Since I have already outted myself has a former HP employee, I guess it’s safe for me to comment on the resignation of HP CEO Mark Hurd.
First off, let me acknowledge that I was laid off under Hurd’s watch. This hardly makes me unique, I actually have a lot of company there. However, I can’t tell you how much company I have because Hp long ago stopped announcing lay-offs and coming clean with the stock holders and the public as to how many people they were shedding. Oh sure, they would occasionally announce a few lay-offs here and there, mostly after they acquired another company, but I can tell you from personal experience that they have laid off far more people than they have ever announced. How a publicly held company can get away with that lie of omission, I’ll never know.
Hurd was the darling of Wall Street because he was a cost cutter. By cost cutter, we mean he laid off thousands of peopl, and off-shored every job he could, despite the fact that HP was making obscene profits. His “cost cutting” made Wall Street very, very happy, and the board of directors, happy that Wall Street was happy, rewarded Mark richly. He is reportedly getting a $28 million pay out on his way out the door. That’s not a golden parachute, that’s a platinum, diamond encrusted one. No word on whether or not they are Blood Diamonds, but I do have my suspicions.
Oh, did I mention that Mark slashed severance packages for laid off employees during his tenure? Guess that doesn’t extend to the top. Wonder how much severance a lower level employee who got caught lying on their expense reports so they could travel with their little cuddle-bunny would have gotten? Yeah, we know the answer to that one. Training in the Standards of Business Conduct was a yearly requirement for HP employees, I guess someone didn’t get the memo, despite the fact he wrote it.
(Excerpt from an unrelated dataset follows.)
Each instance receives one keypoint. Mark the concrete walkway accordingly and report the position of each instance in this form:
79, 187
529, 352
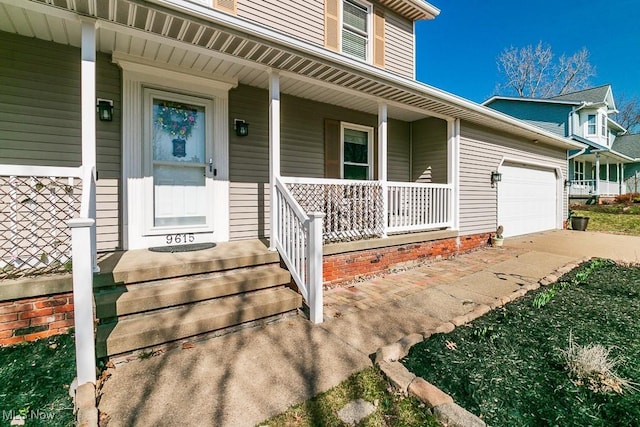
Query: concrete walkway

HP used to be one of the great companies. Bill Hewlett and Dave Packard built a Fortune 50 company on the HP Way, one of the cornerstones was treating the employees like the a valuable commodity, rather that interchangeable parts made in India and China. HP fumbled when it moved away from the HP Way under Carly (Epic Fail) Fiorina. Wall Street claimed that Hurd got the company back on track, but he ignored the HP Way as well. Since HP was no longer the desirable place to work, HP was unable to hire the best and the brightest, and thus HP’s ability to innovate and invent was severely compromised. Apple and Google get the best and the brightest now, and we know how well they are doing. That used to be HP.
So a cautionary tale for our times. The moral of the story: when looking for a CEO for a high tech company, pick the guy who stresses innovation over the guy who stresses cost-cutting.